The Court analysed that the cause of action regarding a Central Legislation can fall outside the High Court’s territorial jurisdiction, and in such a circumstance, the High Court’s judgment will have effect outside its territory.

This decision was partially over-ruled in 2008 by the Supreme Court, in Durgesh Sharma v. Jayshree[6], the court held that, the power to transfer suits by a High Court to a court that is subordinate to another High Court, rests purely with the Supreme Court. In effect, ruling that a High Court’s territorial jurisdiction cannot be expanded to interfere with another High Court’s jurisdiction. Thus, laying down the principle that a High Court’s judgment will be effective only in the territorial jurisdiction the court covers and it cannot have jurisdiction over another High Court’s territorial jurisdiction.

But, the manner in which the cases have developed over the years regarding the extra- territorial jurisdiction of a High court judgment has been the least bit straight-forward.
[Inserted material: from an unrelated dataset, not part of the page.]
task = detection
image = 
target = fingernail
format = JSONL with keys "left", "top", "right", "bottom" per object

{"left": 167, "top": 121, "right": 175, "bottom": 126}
In 2014, the Madras High Court relied on Kusum Ingots and held that Article 226(2) of the Indian Constitution empowers High Courts to declare even Central Legislation as invalid, which will have effect throughout the territory of India, if the enactment was extended throughout the territory of India.[7]

In the same year, the Karnataka High Court also relied on Kusum Ingots and held that the Kerala High Court’s pronouncement on the constitutionality of a provision of a Central Act would be applicable throughout India.[8]

This leaves a lot of questions about the unconstitutionality of a Central Legislation. According to the principle of precedent, the judgment given in the case of Durgesh Sharma, should invalidate both of the above High Court judgments.

In the absence of any clear instructions or any judgement on this particular issue by the Apex court. The High Courts as well as the general public finds itself to be in disarray, especially regarding the Rule 106B, which many homeopathic retailers find arbitrary and unconstitutional.

[1] R. S. Bhargava Pharmacy v. Union of India 148(2008)DLT91.

[2] Shri Krishna Homeo Pharmacy Vs. Union of India 2006 (1) AllMR 129.

[3] Supra 1.

[4] Bengal Homoeopathic Manufacturers’ Association vs. Union of India, W.P. 8062 of 2015.

[5] AIR 2004 SC 2321.

[6] AIR 2009 SC 285.

[7] Union of India v Textile Technical Traders 2014 (6) CTC 427.

[8] Shiv Kumar v Union of India AIR 2014 Kant 73.